Size of strcat Destination Array

Question

Take the following program:

#include <iostream>
#include <cstring>

using namespace std;

int main()
{
    char a[8] = "Hello, ";
    char b[7] = "world!";

    strcat(a, b);

    cout << a;

    return 0;
}

Notice that a and b have the same size as their assigned strings.

The documentation states that for strcat(a, b) to work, a needs to be large enough to contain the concatenated resulting string.

Nevertheless, cout << a displays "Hello, world!". Am I entering undefined behavior?

Answer 1

"Am I entering undefined behavior?"

Yes. A region at the end of a[] has been written over. It worked, this time, but might have belonged to something else.

Here I use a struct to control memory layout, and demonstrate it:

#include <iostream>
#include <cstring>

using namespace std;

int main()
{
    struct S {
        char a[8];
        char b[5];
        char c[7];
    };

    S s;
    strcpy( s.a , "Hello, " );
    strcpy( s.b , "Foo!" );
    strcpy( s.c , "world!" );


    strcat(s.a, s.c);

    cout << s.a << endl;
    cout << s.b << endl;

    cin.get();

    return 0;
}

This outputs:

Hello, world!
orld!

Instead of:

Hello, world!
Foo!

The strcat() has stomped all over b[].

Please note that in a real life example such bugs may be far more subtle, and lead you to wondering why perfectly innocent function calls 250 lines later crash and burn horribly. ;-)

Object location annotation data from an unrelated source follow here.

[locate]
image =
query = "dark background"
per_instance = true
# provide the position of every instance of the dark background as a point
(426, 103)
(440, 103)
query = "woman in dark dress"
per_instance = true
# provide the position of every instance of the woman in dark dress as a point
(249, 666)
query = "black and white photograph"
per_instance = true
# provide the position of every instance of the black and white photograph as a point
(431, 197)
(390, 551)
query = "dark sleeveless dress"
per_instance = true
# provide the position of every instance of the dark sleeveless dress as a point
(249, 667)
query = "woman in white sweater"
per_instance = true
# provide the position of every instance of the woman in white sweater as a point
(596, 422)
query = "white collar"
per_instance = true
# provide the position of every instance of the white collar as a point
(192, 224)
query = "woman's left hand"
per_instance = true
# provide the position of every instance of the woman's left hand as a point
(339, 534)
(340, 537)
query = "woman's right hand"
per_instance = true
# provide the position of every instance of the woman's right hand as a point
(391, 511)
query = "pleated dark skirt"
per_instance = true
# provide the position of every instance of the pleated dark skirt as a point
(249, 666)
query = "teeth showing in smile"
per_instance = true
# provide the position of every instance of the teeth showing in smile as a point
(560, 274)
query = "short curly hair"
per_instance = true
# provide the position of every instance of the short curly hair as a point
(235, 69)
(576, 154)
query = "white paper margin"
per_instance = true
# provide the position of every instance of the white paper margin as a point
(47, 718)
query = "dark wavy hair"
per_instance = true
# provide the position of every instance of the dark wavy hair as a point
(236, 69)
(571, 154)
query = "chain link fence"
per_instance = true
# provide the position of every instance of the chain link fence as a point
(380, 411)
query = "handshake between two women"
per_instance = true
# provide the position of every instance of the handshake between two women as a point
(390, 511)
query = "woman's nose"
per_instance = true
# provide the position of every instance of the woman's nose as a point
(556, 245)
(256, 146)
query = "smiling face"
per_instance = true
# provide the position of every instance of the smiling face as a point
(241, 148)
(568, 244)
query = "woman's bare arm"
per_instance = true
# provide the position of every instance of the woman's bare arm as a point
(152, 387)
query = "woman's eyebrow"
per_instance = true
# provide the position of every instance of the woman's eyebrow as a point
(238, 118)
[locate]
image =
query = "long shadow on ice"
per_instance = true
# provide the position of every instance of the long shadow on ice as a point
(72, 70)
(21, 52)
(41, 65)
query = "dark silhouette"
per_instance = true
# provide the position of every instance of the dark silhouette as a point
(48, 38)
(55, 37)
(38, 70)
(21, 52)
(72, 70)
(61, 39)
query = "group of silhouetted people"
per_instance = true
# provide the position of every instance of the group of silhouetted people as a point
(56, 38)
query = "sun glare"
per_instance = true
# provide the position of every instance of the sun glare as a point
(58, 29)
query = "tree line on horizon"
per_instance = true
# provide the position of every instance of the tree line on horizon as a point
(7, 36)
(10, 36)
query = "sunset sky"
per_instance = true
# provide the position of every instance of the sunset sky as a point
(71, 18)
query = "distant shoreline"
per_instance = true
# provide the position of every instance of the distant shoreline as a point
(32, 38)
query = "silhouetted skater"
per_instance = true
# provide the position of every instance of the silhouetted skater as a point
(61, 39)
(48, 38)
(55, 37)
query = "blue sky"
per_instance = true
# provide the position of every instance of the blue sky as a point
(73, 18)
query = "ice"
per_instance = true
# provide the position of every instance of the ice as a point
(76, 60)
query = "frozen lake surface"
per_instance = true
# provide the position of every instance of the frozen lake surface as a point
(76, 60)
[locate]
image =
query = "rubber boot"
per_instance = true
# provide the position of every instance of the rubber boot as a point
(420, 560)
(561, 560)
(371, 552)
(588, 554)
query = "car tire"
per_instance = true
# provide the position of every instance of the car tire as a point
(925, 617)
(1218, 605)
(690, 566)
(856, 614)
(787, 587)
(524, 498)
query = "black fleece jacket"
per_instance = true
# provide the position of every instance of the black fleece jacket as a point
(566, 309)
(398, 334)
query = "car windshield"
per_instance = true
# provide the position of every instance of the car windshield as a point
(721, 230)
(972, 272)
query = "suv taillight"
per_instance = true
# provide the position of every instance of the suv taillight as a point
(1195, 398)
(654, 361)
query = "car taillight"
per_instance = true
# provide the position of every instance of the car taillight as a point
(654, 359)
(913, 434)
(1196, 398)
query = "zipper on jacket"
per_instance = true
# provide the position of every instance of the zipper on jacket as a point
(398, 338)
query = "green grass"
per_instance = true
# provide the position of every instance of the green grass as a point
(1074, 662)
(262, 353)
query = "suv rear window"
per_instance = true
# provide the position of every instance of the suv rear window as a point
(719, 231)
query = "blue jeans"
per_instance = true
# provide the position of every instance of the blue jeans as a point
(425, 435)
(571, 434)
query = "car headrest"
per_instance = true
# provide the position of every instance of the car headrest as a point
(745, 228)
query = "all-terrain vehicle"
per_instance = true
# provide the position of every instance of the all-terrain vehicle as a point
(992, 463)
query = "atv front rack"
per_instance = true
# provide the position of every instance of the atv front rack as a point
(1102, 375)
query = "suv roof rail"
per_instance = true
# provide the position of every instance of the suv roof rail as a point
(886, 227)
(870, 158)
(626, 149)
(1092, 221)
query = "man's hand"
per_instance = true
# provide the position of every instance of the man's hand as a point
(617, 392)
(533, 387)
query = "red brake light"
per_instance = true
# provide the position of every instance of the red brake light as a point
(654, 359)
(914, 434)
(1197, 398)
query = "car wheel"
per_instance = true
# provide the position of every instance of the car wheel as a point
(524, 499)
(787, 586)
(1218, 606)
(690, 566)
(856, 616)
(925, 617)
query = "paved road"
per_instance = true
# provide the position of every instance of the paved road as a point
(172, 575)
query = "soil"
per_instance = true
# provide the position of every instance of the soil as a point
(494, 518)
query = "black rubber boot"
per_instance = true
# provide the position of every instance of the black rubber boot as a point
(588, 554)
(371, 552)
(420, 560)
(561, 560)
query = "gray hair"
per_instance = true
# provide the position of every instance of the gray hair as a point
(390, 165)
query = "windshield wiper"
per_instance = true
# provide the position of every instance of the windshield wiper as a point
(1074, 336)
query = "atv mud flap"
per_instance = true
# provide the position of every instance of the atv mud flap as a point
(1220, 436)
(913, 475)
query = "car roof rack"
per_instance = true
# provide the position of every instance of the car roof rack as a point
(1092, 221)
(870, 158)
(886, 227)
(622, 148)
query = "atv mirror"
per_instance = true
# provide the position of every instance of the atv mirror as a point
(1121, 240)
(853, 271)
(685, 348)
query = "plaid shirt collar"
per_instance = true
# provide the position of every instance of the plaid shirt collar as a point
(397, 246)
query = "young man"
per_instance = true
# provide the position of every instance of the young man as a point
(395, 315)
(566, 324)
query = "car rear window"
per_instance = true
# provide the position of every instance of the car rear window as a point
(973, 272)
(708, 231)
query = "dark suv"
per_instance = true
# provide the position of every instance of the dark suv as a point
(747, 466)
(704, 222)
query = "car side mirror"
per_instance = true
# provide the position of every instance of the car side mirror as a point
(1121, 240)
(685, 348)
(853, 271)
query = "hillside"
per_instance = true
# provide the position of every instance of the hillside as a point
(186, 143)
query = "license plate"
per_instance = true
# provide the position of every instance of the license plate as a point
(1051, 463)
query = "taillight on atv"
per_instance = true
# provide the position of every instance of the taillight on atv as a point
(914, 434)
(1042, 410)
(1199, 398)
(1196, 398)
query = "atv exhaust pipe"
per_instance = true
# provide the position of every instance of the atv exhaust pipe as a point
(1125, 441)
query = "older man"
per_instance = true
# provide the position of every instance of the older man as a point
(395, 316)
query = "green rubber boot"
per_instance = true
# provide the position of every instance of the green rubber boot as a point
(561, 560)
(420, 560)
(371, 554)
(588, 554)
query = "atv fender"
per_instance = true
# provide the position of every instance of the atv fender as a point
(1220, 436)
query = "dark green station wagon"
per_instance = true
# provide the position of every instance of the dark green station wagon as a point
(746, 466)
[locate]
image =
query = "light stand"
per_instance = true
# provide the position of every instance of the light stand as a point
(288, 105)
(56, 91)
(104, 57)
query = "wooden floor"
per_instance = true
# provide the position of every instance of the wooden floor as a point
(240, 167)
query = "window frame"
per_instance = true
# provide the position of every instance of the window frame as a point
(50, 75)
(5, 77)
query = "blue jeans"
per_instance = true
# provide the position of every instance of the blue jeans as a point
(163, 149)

EDIT: May I also recommend that you use strcat_s, instead? Or, even better, std::strings:

#include <string>
#include <iostream>

using namespace std;

int main()
{
    string a = "Hello, ";
    string b = "world!";
    a = a + b;
    cout << a;
}

Answer 2

Am I entering undefined behavior?

Yes.

---

^{If the documentation says "a needs to be large enough to contain the concatenated resulting string", why don't you simply believe it? What is there to doubt?}

Answer 3

In your program, array a is not large enough to contain the result. Therefore, your code is wrong and should be fixed. In the words of the standard, you are indeed entering undefined behavior, which means it may work or it may not...

Answer 4

strcat does what is says on the tin viz. copies b onto the end of a without any care as to what data is already there. Since both variables are on the stack one after the other things work. But try

#include <iostream>
#include <cstring>

using namespace std;

int main()
{
    char a[8] = "Hello, ";
    int i =  10;
    char b[7] = "world!";

    strcat(a, b);

    cout << a << i;

return 0;
}

And you will probably get an unexpected result since your stack has been corrupted by strcat

Answer 5

That is correct.... The behavior is undefined. Just because you got that answer does not mean that it will not crash next time since the array a is too small.